Commencement also celebrated the graduation of the Accelerated FNP-DNP cohort, which was sustained by local philanthropic gifts totaling $1.5 million raised in 2012. The initiative sought local financial support to produce 14 family nurse practitioners who immediately would go on to complete our Doctor of Nursing Practice (DNP) program and ultimately improve the availability of health care in our community.

Fourteen students entered the master’s program in fall 2012, and 14 graduated with their DNPs this year. Four members of the original cohort were replaced by new scholars, but nine of the original 14 participated in Commencement last month.

We also are pleased by the success of our new eight-semester DNP in Nursing Informatics program – an exciting joint venture with UTHealth School of Biomedical Informatics – which admitted its first students last fall semester.

U.S. enrollment in DNP programs has increased by an incredible 160 percent within four years after the release of the IOM report. However, PhD enrollment has only grown by 14.6 percent.
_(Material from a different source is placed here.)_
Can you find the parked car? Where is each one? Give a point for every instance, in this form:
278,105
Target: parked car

The average age at which nurses get their PhDs in the U.S. is 46 – 13 years older than PhD-earners in other fields. Accelerated programs like ours and the Future of Nursing Scholars provide incentives for nurses to start PhD programs earlier, so that they can have long careers in leadership and discovery after earning their degrees.

At UTHealth School of Nursing, we are making every effort to put more educators in place to prepare the next generation of nurses and to encourage graduate education for nurses.

Our recently-adopted Vision statement is: “To be sought out as a thought leader for creating health solutions.” To do that, we must incentivize and prepare nurses to achieve advanced degrees at all levels so they are ready for the healthcare leadership positions of the future.